Вороное сияние одело мои плечи. Но где дома, в Москве, напялишь смокинг? Лишь однажды я надел его с джинсами на вечеринку.
Через пару лет в Париже был прием в «Максиме» после премьеры «Юноны и Авось».
– Но я не захватил смокинг из Москвы, Пьер.
Второй смокинг повис на моей вешалке.
На следующий год неуемный Пьер повез оперу в Нью-Йорк. Опять прием, но уже в нью-йоркском «Максиме». И опять я без смокинга. Третий бесполезный смокинг теснит мой гардероб.
Но через пять лет нашлось применение.
Американцы – снобы. Для получения своей премии «Камен уэлш» они требовали быть в смокингах. Их менеджер разговаривал со мной как с больным: «Вы видите, напротив есть магазинчик, там все наши лауреаты – и музыкант, и математик – берут напрокат смокинги. И вы можете, это недорого…» Я возмутился: «Мы в Москве ежедневно ужинаем. И непременно в смокингах». И патриотично извлек свой карденовский прикид.

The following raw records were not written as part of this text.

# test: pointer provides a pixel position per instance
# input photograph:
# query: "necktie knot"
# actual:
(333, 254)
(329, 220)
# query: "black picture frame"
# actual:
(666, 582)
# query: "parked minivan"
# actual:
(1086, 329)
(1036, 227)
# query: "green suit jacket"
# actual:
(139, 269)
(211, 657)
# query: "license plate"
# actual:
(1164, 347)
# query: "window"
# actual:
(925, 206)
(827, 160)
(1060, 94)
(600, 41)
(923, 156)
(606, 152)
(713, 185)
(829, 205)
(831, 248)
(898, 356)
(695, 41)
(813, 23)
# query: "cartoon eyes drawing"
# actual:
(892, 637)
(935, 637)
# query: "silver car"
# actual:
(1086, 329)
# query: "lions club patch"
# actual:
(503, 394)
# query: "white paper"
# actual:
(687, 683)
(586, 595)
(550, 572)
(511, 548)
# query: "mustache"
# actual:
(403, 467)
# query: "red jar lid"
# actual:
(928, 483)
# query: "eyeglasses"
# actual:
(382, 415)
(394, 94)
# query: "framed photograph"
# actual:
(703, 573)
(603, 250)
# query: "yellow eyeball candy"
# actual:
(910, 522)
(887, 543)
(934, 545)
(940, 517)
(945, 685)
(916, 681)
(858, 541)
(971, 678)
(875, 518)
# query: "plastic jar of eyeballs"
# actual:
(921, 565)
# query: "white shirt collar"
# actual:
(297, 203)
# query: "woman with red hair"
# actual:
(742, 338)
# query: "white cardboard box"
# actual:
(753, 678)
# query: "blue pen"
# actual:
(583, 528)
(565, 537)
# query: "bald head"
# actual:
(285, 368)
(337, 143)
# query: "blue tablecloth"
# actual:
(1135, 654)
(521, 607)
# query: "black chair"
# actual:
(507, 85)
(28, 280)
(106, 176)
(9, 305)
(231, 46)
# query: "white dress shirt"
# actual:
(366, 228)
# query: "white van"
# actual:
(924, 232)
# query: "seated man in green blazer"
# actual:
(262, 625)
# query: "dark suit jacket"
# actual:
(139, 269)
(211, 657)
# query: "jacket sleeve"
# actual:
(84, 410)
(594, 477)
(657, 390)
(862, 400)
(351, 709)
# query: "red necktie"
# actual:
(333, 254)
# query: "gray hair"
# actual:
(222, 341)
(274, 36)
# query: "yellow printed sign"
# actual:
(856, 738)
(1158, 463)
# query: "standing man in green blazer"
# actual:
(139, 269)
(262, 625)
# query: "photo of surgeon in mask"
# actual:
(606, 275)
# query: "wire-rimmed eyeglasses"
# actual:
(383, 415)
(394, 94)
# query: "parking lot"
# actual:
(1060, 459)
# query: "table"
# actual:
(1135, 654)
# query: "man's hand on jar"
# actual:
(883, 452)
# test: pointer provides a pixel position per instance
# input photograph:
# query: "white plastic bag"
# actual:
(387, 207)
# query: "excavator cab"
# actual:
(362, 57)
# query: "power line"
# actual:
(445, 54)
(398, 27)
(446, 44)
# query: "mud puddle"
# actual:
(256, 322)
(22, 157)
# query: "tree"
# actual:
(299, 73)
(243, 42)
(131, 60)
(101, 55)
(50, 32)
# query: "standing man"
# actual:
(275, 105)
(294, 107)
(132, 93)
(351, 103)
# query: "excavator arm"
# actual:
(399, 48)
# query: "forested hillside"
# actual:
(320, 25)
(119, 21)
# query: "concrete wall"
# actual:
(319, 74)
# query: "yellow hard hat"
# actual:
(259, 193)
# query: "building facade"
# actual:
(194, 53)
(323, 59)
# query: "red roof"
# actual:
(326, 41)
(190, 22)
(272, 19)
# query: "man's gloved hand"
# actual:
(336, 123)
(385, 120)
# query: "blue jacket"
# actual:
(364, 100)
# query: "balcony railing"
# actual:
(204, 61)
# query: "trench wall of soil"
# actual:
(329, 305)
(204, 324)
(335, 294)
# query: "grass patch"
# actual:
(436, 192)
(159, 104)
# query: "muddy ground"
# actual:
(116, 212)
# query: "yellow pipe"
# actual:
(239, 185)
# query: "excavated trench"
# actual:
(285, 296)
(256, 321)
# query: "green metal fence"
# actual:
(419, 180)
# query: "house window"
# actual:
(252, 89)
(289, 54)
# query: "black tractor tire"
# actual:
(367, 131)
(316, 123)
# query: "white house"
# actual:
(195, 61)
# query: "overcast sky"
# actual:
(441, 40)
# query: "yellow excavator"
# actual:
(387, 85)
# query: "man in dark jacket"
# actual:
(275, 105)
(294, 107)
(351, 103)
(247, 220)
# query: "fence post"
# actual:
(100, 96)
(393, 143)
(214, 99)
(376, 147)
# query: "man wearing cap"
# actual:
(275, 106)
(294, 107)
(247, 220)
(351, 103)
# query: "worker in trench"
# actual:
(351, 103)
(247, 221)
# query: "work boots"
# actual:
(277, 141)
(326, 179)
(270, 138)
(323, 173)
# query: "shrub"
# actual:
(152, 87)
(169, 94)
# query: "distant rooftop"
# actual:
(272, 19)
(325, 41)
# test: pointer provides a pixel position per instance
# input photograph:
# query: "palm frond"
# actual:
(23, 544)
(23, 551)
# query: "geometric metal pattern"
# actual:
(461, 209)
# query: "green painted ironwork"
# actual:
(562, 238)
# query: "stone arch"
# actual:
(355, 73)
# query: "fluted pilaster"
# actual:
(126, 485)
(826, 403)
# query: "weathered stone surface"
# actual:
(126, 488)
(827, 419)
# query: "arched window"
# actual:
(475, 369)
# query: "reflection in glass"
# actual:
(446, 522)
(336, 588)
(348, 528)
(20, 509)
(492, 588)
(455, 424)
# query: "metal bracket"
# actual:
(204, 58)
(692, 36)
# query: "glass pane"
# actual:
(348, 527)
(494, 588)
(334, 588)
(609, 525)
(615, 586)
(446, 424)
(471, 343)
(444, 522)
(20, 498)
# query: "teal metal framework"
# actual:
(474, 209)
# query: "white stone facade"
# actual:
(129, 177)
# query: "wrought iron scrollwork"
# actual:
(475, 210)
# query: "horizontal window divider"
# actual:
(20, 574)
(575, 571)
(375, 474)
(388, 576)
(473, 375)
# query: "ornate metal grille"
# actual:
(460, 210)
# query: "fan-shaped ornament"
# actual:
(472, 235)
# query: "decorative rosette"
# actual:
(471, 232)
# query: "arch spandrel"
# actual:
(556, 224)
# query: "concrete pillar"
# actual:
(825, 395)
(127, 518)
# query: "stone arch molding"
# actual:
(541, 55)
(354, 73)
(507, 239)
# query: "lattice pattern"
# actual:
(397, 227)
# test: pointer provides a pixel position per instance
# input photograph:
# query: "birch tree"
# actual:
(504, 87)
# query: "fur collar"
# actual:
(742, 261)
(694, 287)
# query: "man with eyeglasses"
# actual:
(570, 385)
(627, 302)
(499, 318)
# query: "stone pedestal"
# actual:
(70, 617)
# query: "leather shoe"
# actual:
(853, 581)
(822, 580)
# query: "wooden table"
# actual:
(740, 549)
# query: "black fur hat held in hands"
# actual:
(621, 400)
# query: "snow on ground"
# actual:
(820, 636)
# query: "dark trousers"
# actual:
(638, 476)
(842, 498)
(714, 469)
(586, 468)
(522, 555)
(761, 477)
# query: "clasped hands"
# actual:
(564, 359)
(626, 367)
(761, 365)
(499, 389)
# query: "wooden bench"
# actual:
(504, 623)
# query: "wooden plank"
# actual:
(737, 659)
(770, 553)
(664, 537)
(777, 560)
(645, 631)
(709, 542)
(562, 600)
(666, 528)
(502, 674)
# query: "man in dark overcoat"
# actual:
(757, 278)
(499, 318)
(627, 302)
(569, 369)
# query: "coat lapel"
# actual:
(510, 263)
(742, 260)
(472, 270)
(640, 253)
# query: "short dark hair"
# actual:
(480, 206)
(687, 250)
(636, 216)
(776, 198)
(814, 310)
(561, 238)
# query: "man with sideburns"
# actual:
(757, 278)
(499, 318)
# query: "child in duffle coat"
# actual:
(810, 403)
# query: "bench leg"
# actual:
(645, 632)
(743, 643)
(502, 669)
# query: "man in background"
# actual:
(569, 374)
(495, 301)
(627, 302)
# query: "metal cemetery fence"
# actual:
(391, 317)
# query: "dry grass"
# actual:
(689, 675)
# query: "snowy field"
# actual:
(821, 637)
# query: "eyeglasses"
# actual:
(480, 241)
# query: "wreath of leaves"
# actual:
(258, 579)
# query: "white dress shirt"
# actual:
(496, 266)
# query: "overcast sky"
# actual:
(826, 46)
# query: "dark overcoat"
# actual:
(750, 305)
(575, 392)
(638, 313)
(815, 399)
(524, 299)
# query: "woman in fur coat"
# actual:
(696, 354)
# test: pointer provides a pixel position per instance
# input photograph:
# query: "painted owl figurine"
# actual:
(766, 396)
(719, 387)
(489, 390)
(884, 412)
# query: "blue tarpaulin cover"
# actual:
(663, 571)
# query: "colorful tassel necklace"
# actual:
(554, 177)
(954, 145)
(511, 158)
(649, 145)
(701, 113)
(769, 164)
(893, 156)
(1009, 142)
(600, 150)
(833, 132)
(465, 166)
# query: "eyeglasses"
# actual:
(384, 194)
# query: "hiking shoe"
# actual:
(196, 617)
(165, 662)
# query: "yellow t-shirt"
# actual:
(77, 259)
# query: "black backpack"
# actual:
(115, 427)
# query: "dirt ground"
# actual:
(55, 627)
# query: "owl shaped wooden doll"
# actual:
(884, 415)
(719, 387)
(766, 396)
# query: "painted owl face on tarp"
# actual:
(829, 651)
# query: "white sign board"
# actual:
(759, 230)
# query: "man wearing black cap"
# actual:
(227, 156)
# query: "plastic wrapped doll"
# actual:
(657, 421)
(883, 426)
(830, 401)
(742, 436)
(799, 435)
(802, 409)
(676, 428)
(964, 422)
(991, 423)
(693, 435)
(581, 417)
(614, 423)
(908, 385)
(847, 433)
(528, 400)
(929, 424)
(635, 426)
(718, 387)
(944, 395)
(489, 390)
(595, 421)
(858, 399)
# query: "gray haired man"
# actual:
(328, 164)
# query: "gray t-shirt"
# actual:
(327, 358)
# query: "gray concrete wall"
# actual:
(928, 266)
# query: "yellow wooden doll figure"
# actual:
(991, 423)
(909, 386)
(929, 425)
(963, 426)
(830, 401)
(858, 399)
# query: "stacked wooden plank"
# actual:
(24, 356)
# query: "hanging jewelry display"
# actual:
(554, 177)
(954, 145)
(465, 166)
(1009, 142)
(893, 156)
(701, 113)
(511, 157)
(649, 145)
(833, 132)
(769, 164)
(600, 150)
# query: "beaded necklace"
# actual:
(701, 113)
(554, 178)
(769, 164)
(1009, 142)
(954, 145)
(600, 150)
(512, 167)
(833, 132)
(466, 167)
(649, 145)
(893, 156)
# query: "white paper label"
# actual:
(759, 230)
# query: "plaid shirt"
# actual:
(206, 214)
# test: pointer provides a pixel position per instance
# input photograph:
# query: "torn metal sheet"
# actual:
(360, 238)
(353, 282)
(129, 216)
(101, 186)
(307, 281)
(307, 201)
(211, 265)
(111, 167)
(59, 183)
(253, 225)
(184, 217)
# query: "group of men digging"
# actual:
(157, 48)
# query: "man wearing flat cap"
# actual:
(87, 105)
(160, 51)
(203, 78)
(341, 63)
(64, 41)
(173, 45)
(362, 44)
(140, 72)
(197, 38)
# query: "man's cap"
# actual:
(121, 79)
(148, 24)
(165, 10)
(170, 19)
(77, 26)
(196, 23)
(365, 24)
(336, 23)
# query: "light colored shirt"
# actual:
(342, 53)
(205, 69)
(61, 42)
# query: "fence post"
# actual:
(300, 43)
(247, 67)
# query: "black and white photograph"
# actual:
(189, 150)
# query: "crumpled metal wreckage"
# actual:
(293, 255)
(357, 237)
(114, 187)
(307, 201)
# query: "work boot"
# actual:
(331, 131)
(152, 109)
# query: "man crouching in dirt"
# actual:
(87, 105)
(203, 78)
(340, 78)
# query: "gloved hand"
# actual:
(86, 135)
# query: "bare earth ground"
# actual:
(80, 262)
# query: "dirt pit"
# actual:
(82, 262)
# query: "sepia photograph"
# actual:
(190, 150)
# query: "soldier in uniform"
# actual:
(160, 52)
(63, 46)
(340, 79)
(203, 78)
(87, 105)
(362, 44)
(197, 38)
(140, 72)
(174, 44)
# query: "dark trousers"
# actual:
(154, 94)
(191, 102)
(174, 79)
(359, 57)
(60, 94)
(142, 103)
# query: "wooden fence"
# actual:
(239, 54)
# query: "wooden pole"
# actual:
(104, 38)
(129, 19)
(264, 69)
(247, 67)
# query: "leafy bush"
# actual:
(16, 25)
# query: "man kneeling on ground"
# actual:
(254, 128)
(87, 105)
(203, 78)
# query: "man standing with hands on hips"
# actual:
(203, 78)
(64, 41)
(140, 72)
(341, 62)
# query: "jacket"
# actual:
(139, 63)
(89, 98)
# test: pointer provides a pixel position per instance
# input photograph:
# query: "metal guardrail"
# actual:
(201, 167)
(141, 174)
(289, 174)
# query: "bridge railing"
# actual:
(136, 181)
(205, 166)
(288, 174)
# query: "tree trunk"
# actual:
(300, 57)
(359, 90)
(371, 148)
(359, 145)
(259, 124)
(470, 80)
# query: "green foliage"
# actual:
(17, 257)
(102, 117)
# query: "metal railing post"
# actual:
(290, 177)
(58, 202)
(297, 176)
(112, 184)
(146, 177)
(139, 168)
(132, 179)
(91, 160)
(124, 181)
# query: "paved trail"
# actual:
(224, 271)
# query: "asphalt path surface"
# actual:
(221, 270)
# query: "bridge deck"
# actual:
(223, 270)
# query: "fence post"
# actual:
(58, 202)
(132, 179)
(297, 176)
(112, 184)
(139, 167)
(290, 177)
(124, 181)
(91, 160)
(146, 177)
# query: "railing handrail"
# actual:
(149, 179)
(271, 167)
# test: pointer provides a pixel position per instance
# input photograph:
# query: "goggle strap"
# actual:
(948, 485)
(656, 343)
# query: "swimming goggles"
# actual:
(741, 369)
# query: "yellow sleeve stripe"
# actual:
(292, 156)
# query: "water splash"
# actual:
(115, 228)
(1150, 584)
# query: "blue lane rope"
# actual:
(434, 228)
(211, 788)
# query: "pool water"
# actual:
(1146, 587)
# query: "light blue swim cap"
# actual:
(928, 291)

Кутюрье отнюдь не портной, не толстосум. Я думаю, он нисходит к истокам Библии. Может, единственная ошибка Бога исправляется художниками одежды.
Звери созданы Богом в меховых шубах. И только голый, мерзнущий человек вынужден исправлять несовершенства Создателя. Каждое платье, джинсы, фрак – это укор и вызов Богу. Карден создает красоту не в галерее – он делает из толпы произведение искусства.
Явившись нищим итальянским студентом в Париж, начав работать у Кокто, он основал империю Кардена, став Пьером I. Он – французский Дягилев.
Он предложил раскрасить Эйфелеву башню, чтобы та не выглядела ржавым каркасом. Став членом Академии Бессмертных, прежде всего скроил им изысканную прозодежду. И спроектировал Меч Бессмертия. «Ах, эта чиновничья мода – застегивать пиджаки на тричетыре пуговицы, – сказал он мне. – Я никогда не пойду на этот стандарт». Его летящие лацканы застегнуты на одну пуговицу.
Он выпустил в Париже мой первый большой диск. Трижды предоставлял свой зал под мои вечера. Да и первая моя выставка видеом состоялась в «Эспас-Карден».